В какой-то монографии я однажды прочитал:
Сегодня праздник – воскресенье,
Я получше уберусь:
Юбку новую одену
И верёвкой подвяжусь!
Комментарии излишни. Ясно, что частушку искалечила, переиначила рука какого-то грамотея из городских. Ту же частушку я слышал чище, ближе к народному языку, звучнее. Нет неправильного слова «одену», оставлено слово «отымалка» (сальная тряпка для чугунов, снимаемых с шестка). А ну-ка:
Нынче праздник – воскресенье,
Я почище наряжусь:
Сарафан худой надену,
Отымалкой подвяжусь.
Вот вам разница! И юмор над бедностью своей, и шутка, и гордость… И смысл глубже.
В связи с этим хочу рассказать одну историю. В деревне Смирновка Рязанской области не провели ни радио, ни телефона. Электричество появилось в 1954 году, и редко-редко у кого были сетевые радиоприёмники. Молодая эта деревня, а точнеё, выселки из большого села Рожково, и теперь так глуха, ещё глуше, чем была в 60-х годах, при моём рождении; так затерялась в кустах и оврагах, что и по улице не ездят, а объезжают стороной из-за лужи и оврага в середине деревни.
Живы и сейчас старухи, именно старухи, а не старики, не державшие в руках телефонной трубки, ни разу не говорившие по телефону. Такие деревеньки и тогда-то не были редкостью. А теперь… Клубом когда-то служило рубленное из брёвен правление колхоза. Сегодня и правления нет. В этой деревне посиделки, гулянки, разговоры и, конечно, частушки, песни, фольклор – рождались и умирали. На погосте и «жальниках» лежат талантливые балалаечники, сказочники, песенники…

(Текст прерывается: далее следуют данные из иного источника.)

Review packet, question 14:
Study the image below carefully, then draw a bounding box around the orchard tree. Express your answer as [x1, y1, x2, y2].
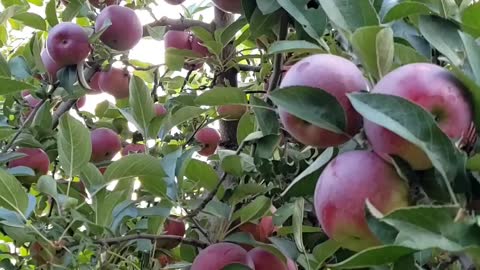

Я же вспоминаю одного комбайнёра. По инвалидности приглашали его на комбайн только летом. Зимой он работал редко, скотником. Работая от зари до зари на комбайне, Иван Антонович уставал. «С устатку» покупал где-то самогонки, вечером перед правлением колхоза отплясывал и пел частушки с «зачёсом», с политической подкладкой… Я был уверен, что Иван Антонович сочиняет частушки сам – так они самобытны, искрометны, «с картинками» и без них. Я по памяти записал немного, «увидел» их…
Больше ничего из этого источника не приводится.